Nonetheless, Beijing has been practicing tougher restrictions than other affected areas. Ordering kindergartens, primary and middle schools, and extracurricular education institutions to close under a red alert provides a pertinent example. While Beijing locals are beefing about the inconveniences of leaving their children alone at home, parents in affected regions other than the capital express their concern about their children being exposed to the noxious air pollutants when there is no such policy suggestion.
"In heavily smoggy days, some slightly shortsighted classmates can't see the characters on the blackboard clearly. Why don't we have the same privilege as Beijing students?" a student from Baoding wrote online. "No one cared about us when the PM2.5 reading reached around 500 micrograms per cubic meter," a student from Anyang in Central China's Henan Province complained about continuing to commute between school and home. Some argue that it's the downright cruel competition in the yearly national college entrance examination, known as gaokao, that makes provinces like Hebei not willing to take the risk of letting students stay home.
As is widely known, Beijing has the best educational resources, with excellent teaching staff and a relaxing academic environment. Educational injustice and unfairness has long been an intractable conundrum in China. Students with Beijing registered residences enjoy easier tests and lower admission thresholds for top universities because those top schools are local to Beijing.

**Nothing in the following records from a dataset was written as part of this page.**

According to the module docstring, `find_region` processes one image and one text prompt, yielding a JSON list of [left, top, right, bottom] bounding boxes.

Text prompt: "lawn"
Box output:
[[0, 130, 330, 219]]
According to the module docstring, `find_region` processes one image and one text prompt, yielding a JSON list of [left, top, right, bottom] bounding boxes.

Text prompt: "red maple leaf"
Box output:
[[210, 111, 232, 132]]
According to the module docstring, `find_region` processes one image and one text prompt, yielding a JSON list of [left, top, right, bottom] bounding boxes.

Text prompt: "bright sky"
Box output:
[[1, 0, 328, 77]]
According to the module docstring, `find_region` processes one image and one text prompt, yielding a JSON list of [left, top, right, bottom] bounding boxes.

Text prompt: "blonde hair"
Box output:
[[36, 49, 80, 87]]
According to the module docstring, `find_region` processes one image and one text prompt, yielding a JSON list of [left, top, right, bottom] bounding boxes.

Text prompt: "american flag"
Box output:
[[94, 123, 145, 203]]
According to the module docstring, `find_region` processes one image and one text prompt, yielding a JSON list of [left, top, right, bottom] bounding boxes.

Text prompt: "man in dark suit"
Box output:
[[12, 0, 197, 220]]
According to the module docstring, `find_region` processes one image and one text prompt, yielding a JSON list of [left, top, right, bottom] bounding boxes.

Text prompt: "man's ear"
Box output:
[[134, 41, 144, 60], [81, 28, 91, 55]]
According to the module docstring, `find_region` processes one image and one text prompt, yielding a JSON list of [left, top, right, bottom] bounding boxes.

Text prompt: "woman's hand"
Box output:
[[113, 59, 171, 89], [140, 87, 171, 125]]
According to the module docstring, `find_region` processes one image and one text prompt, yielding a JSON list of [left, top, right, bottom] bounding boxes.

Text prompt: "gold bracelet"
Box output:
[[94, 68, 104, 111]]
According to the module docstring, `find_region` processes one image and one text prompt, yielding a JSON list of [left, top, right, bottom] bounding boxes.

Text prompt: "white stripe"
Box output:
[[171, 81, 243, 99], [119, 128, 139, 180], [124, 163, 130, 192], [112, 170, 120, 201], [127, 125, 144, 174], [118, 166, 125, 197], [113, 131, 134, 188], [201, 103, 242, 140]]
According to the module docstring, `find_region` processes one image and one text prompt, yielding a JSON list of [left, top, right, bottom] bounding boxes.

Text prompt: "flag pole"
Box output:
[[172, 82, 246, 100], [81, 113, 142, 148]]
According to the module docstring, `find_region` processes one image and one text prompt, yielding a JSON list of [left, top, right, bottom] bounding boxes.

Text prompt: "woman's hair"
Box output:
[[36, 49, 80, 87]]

According to a 2013 report, the enrolment rate for Peking University in Beijing was 31 times higher than that in Henan. Furthermore, the average higher education institutions' acceptance rate in the capital has stayed over 80 percent during the past five years, higher than the best record of 76 percent nationwide in 2013.
Therefore, when the Beijing Municipal Commission of Education introduces countermeasures against the smog alert, other regions can't afford the consequences even when their own skies are dark. In Baoding, a long-time occupant on the list of the top five worst polluted cities, there are month-long restrictions including the odd-even license plate system and prohibitions against outdoor construction, even more rigorous than Beijing. But there's no rule that children stay indoors.
What a pity when children's health is less important than their academic scores! It seems we still have a long way to go to fully achieve equality in education while making every effort to minimize the health impact of smog.